Le nouveau gouvernement libanais entend «envoyer des signaux positifs à l'étranger»

  • C'est le troisième gouvernement du Premier ministre Najib Mikati et le quatrième sous le président Michel Aoun
  • Dans le cadre de l'accord de formation, le gouvernement restera au pouvoir pendant huit mois jusqu'aux élections de l'année prochaine

BEYROUTH : Le gouvernement libanais nouvellement formé a reçu un accueil prudent à l’intérieur du pays comme à l’extérieur, au moment où il cherche à maintenir le cap avec les exigences fixées par les principaux pays et institutions, dont la France et le Fonds monétaire international.
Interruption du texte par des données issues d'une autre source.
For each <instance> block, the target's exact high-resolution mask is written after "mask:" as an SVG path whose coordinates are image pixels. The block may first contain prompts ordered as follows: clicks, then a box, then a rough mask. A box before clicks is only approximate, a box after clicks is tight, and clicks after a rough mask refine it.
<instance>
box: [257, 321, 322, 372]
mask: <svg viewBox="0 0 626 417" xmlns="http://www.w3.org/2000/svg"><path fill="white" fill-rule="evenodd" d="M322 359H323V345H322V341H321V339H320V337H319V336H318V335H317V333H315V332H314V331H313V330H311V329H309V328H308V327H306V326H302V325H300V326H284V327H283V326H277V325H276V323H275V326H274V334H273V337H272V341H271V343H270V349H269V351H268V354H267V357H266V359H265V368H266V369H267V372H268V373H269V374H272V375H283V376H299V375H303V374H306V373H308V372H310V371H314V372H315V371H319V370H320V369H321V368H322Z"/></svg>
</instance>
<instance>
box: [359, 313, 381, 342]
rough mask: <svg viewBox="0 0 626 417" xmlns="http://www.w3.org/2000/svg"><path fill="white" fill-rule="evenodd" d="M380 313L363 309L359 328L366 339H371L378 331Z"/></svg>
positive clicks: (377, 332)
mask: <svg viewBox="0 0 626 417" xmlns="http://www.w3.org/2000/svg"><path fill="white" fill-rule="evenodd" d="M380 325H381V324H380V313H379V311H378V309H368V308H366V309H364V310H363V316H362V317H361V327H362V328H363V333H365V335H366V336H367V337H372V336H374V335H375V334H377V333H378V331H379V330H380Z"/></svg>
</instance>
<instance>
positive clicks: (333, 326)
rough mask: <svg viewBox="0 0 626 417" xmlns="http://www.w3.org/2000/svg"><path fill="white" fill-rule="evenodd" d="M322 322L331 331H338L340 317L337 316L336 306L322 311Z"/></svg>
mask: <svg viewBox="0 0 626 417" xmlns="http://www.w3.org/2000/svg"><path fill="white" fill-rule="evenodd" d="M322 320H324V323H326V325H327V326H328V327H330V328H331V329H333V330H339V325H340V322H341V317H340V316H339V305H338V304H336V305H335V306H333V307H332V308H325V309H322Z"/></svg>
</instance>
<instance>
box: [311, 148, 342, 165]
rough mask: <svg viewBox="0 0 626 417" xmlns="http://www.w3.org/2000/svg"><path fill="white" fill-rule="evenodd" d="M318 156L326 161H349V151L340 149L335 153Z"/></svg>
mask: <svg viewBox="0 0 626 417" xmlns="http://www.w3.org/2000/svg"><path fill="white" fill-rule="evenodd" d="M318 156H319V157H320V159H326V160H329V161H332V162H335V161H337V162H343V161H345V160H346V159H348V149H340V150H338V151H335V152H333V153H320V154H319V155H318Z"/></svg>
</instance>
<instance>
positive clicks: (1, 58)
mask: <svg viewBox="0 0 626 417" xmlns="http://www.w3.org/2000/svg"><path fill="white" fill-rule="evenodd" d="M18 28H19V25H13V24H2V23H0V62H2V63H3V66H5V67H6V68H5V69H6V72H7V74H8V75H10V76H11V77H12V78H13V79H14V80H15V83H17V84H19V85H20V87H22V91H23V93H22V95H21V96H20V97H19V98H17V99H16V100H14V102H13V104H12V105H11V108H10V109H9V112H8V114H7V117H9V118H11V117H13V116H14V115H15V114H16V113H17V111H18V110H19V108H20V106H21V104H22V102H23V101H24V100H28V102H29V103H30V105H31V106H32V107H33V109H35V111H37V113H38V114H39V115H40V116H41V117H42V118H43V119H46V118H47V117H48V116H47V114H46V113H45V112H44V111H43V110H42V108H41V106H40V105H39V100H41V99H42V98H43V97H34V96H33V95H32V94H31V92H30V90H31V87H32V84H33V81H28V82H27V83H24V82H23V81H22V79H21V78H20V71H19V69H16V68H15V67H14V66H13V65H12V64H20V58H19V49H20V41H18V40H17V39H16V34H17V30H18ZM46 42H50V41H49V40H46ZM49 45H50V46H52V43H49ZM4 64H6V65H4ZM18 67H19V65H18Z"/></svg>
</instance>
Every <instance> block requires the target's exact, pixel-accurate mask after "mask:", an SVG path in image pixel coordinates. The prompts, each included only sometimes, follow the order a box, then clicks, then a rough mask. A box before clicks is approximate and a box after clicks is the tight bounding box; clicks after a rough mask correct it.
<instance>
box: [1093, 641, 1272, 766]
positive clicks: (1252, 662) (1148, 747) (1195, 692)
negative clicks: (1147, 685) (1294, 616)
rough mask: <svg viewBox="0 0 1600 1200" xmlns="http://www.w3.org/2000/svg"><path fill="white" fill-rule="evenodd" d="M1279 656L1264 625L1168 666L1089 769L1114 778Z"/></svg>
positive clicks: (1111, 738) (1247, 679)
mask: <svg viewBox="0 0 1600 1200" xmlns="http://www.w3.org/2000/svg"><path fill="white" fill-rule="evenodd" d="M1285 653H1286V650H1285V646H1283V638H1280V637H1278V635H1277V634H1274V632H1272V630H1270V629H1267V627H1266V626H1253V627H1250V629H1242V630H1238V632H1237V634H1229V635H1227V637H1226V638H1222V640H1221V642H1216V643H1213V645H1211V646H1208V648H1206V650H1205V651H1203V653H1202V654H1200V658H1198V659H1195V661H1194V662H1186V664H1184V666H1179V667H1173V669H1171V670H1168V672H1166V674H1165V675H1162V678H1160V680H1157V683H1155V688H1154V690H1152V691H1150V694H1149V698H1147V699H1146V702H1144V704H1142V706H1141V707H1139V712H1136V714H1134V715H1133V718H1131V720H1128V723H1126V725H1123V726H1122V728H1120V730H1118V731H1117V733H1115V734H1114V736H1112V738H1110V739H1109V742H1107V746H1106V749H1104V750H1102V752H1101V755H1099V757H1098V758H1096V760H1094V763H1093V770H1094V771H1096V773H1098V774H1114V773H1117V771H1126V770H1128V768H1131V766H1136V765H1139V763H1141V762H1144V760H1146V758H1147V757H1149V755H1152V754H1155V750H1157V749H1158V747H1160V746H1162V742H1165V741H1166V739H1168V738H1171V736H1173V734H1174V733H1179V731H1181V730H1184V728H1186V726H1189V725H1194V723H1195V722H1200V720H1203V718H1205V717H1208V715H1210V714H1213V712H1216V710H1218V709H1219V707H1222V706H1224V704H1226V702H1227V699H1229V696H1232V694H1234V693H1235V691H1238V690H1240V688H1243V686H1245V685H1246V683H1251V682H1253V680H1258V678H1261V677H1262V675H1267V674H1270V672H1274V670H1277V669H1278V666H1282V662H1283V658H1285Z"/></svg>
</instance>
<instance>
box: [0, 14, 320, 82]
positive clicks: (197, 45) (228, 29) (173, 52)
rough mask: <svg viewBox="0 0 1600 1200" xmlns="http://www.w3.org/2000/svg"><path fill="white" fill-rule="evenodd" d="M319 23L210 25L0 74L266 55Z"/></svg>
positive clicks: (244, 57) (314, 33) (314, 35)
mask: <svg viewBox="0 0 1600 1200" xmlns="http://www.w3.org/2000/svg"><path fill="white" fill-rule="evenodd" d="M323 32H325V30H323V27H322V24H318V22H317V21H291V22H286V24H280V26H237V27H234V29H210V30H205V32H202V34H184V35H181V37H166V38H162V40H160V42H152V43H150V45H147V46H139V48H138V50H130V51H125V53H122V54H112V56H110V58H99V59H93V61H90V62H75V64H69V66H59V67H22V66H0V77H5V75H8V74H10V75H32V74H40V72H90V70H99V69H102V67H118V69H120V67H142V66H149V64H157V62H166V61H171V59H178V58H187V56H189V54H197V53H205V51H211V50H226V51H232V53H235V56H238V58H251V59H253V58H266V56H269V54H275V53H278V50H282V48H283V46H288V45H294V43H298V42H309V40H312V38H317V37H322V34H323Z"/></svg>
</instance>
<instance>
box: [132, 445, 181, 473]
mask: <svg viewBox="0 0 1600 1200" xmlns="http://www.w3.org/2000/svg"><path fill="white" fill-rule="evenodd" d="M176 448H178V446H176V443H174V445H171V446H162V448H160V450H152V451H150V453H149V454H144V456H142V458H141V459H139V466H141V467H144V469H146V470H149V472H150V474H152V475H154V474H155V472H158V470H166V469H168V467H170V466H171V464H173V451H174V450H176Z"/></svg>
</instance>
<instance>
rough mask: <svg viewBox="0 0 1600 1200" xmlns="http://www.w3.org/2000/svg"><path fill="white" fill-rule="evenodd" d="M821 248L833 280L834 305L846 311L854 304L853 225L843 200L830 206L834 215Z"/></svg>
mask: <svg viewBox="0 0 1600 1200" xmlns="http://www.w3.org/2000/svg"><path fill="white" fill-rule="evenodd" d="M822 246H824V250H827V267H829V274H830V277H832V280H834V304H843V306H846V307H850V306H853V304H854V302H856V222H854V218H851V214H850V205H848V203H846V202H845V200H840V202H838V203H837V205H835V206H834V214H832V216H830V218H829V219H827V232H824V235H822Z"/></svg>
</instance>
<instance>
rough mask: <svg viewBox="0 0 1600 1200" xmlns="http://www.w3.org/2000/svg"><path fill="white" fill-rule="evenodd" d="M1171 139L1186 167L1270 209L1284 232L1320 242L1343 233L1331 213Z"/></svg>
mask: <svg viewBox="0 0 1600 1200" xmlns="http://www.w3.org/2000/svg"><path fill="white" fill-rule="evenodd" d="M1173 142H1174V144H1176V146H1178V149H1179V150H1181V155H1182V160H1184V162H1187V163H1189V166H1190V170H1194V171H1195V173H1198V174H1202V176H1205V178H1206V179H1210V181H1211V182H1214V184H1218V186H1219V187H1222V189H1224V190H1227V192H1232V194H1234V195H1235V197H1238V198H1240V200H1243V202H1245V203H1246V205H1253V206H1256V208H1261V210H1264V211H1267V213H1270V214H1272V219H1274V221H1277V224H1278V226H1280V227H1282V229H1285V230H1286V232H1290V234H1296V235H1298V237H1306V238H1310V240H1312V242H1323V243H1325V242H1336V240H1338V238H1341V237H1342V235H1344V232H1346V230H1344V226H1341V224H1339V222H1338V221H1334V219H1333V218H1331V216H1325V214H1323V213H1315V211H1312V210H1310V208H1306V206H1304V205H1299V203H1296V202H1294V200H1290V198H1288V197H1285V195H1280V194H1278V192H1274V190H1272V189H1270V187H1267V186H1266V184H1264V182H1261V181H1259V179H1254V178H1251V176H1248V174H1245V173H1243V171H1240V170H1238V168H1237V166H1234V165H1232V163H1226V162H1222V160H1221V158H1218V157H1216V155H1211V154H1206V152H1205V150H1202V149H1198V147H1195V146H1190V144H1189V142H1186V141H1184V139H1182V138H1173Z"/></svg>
C'est le troisième gouvernement du Premier ministre Najib Mikati et le quatrième sous le président Michel Aoun. Le conseil des ministres doit tenir sa première session lundi pour rédiger une déclaration ministérielle. Par ce biais, le gouvernement définira ses priorités. Le nouveau gouvernement se rendra ensuite au Parlement libanais pour un vote de confiance. 

Dans le cadre de l'accord de formation, le gouvernement restera au pouvoir pendant huit mois jusqu'aux élections de mai prochain. Les analystes affirment qu'il s'agit d'une courte période pour un gouvernement de sauvetage, mais suffisante pour que le Cabinet prenne des mesures rapides et efficaces.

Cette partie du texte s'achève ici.